Some little tech products company decided to sell my employer the newest high tech data storage hardware. In those days the one big name in computers was International Business Machines and our computer system was leased from IBM including the magnetic tape drive we used for daily backups. IBM had retailer program through which little tech could sell IBM branded products under the aura of being a Value Added Retailer. And so the little tech salesman arrived at our office along with the IBM salesman to pitch IBM's newest technology: optical storage.
This story is from so long ago that optical storage was pretty new. It was not available for home theater purposes yet. It was not particularly dense, meaning the disks were rather large and the number of bits recorded was rather small. The price? I do not remember the pricing but I am confident it was still offered with the added New Tech Premium.

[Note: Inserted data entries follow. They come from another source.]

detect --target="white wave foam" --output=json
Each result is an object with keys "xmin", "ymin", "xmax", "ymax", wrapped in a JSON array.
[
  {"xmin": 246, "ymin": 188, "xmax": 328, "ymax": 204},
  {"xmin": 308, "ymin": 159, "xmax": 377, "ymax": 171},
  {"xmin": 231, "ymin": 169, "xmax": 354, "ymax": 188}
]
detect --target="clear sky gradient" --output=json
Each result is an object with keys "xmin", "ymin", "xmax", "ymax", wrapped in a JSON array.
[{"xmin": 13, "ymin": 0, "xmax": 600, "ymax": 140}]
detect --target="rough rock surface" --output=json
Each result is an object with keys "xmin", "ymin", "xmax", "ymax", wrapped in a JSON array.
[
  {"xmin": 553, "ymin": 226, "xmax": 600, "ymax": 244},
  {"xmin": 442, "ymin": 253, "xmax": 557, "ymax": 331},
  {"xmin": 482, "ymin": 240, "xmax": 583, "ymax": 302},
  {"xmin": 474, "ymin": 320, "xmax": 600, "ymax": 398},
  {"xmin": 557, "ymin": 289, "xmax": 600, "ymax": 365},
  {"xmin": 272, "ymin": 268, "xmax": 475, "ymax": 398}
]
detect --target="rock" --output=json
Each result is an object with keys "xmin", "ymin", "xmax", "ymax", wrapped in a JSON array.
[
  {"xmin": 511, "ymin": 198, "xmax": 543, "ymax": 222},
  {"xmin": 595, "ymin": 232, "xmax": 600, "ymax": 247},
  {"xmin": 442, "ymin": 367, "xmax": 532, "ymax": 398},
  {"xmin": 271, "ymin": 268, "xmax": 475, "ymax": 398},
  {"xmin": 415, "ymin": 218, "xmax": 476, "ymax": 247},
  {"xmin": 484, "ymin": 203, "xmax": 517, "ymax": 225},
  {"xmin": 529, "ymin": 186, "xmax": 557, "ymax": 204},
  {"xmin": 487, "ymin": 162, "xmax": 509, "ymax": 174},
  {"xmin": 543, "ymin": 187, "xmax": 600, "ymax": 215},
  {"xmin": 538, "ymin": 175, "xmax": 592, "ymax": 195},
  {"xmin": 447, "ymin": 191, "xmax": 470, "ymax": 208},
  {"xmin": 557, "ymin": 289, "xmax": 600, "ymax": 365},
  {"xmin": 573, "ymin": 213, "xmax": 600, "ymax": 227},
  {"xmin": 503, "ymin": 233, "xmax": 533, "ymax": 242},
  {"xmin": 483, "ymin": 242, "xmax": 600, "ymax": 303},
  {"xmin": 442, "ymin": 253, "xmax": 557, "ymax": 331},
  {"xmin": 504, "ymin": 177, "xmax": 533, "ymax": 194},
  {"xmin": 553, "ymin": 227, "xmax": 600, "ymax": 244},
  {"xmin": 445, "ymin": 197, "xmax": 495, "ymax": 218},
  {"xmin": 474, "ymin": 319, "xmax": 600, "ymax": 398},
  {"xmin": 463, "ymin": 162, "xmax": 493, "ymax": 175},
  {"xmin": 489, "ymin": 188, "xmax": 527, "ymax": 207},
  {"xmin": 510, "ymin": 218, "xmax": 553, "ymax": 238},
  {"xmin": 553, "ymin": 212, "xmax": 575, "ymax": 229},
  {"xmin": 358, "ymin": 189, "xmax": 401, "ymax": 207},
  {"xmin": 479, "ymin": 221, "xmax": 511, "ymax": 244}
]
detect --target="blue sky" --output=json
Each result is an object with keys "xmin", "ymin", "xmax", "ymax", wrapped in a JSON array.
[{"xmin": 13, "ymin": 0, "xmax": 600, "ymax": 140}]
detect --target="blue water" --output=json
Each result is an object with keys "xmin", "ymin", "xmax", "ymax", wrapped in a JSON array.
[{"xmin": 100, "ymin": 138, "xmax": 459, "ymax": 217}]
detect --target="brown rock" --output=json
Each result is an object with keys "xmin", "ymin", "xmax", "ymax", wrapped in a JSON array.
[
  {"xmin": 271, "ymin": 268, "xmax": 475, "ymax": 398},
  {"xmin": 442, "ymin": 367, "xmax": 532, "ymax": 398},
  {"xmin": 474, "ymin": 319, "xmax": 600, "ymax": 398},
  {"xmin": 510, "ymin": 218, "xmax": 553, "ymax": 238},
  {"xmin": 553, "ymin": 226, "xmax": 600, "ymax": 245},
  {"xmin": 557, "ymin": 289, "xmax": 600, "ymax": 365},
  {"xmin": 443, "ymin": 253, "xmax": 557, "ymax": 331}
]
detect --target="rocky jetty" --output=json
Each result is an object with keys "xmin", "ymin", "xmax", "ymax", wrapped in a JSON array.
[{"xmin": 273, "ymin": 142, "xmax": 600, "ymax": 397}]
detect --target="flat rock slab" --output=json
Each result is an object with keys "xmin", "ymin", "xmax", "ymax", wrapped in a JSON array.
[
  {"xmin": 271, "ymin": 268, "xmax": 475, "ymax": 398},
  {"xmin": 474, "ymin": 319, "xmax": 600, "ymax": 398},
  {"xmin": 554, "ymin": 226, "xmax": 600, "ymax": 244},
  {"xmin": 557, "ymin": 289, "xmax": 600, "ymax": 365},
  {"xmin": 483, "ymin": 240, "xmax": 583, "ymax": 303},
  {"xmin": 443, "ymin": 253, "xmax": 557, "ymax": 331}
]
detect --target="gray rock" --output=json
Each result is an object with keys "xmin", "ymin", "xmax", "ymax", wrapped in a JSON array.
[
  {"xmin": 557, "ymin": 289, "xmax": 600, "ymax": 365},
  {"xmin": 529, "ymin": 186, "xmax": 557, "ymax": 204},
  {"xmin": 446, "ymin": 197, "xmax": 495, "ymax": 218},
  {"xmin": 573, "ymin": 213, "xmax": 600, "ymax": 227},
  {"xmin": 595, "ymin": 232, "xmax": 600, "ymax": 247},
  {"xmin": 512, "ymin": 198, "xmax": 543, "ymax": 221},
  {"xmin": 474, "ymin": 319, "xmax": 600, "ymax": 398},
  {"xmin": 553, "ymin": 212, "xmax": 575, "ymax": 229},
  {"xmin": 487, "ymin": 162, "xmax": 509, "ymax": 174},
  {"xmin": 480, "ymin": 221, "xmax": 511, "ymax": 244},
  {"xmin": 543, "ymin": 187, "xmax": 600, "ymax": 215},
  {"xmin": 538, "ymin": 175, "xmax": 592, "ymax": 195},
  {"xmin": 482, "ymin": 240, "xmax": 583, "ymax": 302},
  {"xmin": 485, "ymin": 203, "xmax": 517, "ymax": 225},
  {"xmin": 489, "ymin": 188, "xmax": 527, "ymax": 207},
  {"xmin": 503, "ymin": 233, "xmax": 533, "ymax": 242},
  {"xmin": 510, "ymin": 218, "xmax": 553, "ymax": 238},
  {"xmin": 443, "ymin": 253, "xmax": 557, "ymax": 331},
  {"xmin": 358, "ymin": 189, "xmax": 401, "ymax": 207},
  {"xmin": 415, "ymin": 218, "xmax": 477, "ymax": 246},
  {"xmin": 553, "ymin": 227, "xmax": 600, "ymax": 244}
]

From a data processing point of view the optical storage platter shared the advantage with existing magnetic tape reels of being removable -- once the copy was made you could take the physical media and put it in the safe. On the other hand as a disk it shared the potential advantage of direct access -- if you were searching for some one particular record you could find it by index and not have to read all the accounts from the beginning until you found it. Of course the advantage of direct access is only theoretical unless you have actually lost data and need to restore it from the backup copy; I do not recall when we ever needed to do that.
We reserved a room and in front of the big tech salesman the little tech salesman made his pitch to our department manager, me, and some number of others. As I recall the pitch was all about how new and wonderful optical storage was. I (who arrived in this position from a teaching job in which a high school student presented the wonders of optical disk to the class) was not deeply impressed. I also thought there was something missing.
"What I want to know is what Value do you Add," I said to the little tech salesman.
His reply was some variation on "Huh?"
I said, "Well, you are a Value Added Retailer, right? If we decide to buy optical disk equipment we can order it directly from IBM. The IBM salesman is sitting right there. Or we could buy it from you. We might buy it from you if you add some value. So I am asking what value you would add."
He had no answer.
My manager was displeased with my asking. We never did buy optical disk storage. My question was never answered. Just today it floated back into my consciousness still open for a response.
In the actual reality game a player often has the opportunity to buy, accept, or otherwise obtain materials, ideas, or relationships of possible value. It seems to me there are exactly 2 questions about any such potential acquisition:
(1) Why would we want to acquire this?
(2) And if we did, why would we want to acquire it from you?
In my anecdote the little tech salesman had part of an answer to the first question and no answer at all to the second. Whatever game he was playing, he was not playing with actual reality.